18§ De même, je crois que le Christ pâtit sur la croix [2] parce qu’il sait que ce qu’il vit va apporter le salut au monde. Aussi ne convoque-t-il pas les anges pour le détacher de la croix, résistant ainsi à la tentation des spectateurs qui se moquent de lui en lui disant : « Descends de la croix, toi qui prétends être le favori de Dieu » [3].

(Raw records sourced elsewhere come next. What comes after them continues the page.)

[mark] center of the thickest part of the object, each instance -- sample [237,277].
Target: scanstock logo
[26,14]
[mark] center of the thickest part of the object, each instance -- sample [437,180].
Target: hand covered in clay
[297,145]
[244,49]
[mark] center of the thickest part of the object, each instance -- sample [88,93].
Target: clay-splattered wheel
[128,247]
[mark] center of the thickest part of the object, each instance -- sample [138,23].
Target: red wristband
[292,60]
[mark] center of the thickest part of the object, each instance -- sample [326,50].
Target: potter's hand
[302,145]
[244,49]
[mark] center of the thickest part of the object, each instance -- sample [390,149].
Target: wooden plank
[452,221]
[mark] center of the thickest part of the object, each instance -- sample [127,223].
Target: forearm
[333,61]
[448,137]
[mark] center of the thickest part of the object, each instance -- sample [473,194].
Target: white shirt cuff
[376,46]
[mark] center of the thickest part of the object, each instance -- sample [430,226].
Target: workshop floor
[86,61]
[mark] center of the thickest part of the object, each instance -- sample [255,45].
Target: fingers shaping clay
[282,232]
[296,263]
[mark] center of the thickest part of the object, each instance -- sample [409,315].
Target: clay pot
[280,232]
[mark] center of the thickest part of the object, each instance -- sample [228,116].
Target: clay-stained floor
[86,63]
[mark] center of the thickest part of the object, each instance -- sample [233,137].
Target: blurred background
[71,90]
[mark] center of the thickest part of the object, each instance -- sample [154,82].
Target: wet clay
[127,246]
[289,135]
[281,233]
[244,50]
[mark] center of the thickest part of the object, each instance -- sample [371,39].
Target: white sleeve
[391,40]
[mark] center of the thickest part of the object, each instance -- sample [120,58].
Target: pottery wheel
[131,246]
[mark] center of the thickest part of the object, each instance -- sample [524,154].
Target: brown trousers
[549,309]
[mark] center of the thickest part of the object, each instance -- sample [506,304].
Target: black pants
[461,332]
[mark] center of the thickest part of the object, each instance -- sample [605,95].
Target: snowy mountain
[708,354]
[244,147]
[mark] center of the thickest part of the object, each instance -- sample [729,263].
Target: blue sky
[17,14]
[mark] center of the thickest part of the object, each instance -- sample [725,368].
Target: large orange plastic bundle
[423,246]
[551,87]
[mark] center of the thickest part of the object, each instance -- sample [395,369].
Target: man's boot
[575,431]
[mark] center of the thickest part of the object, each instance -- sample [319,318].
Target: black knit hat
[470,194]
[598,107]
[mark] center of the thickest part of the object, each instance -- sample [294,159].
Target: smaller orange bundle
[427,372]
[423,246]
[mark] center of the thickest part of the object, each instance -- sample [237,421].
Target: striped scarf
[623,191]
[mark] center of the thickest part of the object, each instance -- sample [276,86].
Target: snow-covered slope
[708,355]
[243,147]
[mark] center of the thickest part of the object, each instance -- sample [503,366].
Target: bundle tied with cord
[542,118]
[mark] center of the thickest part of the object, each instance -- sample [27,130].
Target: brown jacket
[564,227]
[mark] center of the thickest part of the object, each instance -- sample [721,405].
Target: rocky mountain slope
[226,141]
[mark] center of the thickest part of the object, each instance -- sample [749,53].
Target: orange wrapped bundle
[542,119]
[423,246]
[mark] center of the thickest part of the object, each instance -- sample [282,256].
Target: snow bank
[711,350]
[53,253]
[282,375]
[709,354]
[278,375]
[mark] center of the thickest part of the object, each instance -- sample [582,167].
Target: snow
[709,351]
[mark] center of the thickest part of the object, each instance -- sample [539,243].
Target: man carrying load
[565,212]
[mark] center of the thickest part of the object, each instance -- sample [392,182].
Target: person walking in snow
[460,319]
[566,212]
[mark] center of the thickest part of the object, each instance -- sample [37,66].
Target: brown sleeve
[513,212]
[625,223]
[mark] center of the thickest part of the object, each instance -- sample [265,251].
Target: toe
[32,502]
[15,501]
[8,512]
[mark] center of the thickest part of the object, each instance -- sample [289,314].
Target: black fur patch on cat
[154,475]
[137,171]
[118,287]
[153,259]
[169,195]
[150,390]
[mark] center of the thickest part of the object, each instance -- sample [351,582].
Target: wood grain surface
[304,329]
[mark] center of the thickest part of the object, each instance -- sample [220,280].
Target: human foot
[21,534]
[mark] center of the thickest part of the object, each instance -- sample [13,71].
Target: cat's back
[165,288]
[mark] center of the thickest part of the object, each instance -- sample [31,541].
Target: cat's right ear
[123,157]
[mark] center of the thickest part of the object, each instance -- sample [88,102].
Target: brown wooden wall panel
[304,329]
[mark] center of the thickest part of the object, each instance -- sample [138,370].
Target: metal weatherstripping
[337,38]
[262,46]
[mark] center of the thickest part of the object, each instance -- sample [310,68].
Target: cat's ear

19§ En disant cela, les spectateurs ne se rendent pas compte qu’ils jouent les « idiots utiles » de l’ennemi de Dieu, lui qui n’a eu de cesse de tenter Jésus : « Montre-leur que tu es vraiment le Messie, le Fils de Dieu. Prends en main ta puissance et écrase ceux qui se moquent de toi ».
Jésus résiste à cette dernière tentation, qui fait écho aux tentations du début de son ministère [4] : « Je suis effectivement tout-puissant, mais ma puissance, je la reçois de mon père et je ne l’exerce que s’il le veut ».
Jésus n’accepte pas de mettre la main sur cette puissance, il veut la recevoir de son père et la mettre uniquement au service de la volonté divine, à la différence d’Adam et Eve qui ont cédé à la tentation de mettre la main sur le fruit interdit, au lieu d’attendre que Dieu le leur donne.

20§ La Passion de Jésus fait sens par ce qu’elle a rendu possible de beau, de bon, de conforme à la volonté de Dieu : la victoire sur le mal et la mort pour toute la création, la réconciliation universelle de la création avec elle-même et avec Dieu, la communion de vie avec Dieu.


Merci de votre attention


© frère Franck Guyen, op – septembre 2025


[1Cet article fait suite aux échanges de la réunion du groupe de formation continue des Fraternités laïques dominicaines des Hauts-de-France le samedi 27 septembre 2025

[2« Pâtir », « patience », « passion » partagent la même racine latine pati

[4« Si tu es le fils de Dieu, manifeste publiquement ta puissance, saute du haut du Temple et tout le monde croira que tu es le Fils de Dieu en te voyant atterrir tout doucement » suggère Satan. Jésus refusera ce raccourci trompeur : il appartient à son Père de décider quand et comment Jésus manifestera sa toute-puissance.